The Fed’s autonomy, intact for over half a century, persists despite Trump’s presidency. Miran’s potential role could sway some Fed members toward rate cuts next year. Nevertheless, with many sharing Powell’s perspective, success for Bessent and Miran may remain speculative.
For the Trump administration’s new economic strategy to succeed, its components—immigration reforms, OBBB, and tariff adjustments—must collaboratively work towards reducing inflation. Only then might the Fed consider cutting interest rates, albeit with delays.
A continued dip in employment could eventually alarm the Fed, prompting quick rate cuts to counter potential rising unemployment.

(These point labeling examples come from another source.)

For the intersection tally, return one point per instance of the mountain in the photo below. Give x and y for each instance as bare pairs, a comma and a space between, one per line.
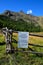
21, 21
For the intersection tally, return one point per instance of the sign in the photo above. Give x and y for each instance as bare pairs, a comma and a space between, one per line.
23, 39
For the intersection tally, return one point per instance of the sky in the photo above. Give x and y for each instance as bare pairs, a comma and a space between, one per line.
34, 7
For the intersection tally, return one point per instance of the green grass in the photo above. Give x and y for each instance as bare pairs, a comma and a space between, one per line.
19, 58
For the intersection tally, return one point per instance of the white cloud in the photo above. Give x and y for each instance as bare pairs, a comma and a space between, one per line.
29, 12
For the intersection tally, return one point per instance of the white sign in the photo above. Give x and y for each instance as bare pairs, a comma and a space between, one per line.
23, 39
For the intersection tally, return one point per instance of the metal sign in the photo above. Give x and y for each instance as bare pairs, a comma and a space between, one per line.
23, 39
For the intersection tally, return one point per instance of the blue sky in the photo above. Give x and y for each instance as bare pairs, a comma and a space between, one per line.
34, 7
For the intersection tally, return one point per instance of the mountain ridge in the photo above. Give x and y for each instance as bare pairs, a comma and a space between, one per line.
22, 17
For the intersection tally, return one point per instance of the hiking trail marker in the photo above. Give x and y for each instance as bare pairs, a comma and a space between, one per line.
23, 39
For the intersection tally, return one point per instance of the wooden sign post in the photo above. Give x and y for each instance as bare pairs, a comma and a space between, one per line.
8, 39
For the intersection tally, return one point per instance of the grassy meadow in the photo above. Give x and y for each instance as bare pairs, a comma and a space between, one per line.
19, 58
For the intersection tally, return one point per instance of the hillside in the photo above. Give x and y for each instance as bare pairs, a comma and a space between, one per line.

Such decisions will heavily rely on the forthcoming economic data.
Powell and his team hesitated in 2021, avoiding rate cuts when inflation surged. Now, they might face a reverse scenario, showing similar indecisiveness regarding rate reductions.
A clearer economic picture will emerge only as the Fed juggles inflation management with employment metrics, amid Trump’s administration’s strategic economic changes ahead of 2025.
Disclaimer: The information contained in this article does not constitute investment advice. Investors should be aware that cryptocurrencies carry high volatility and therefore risk, and should conduct their own research.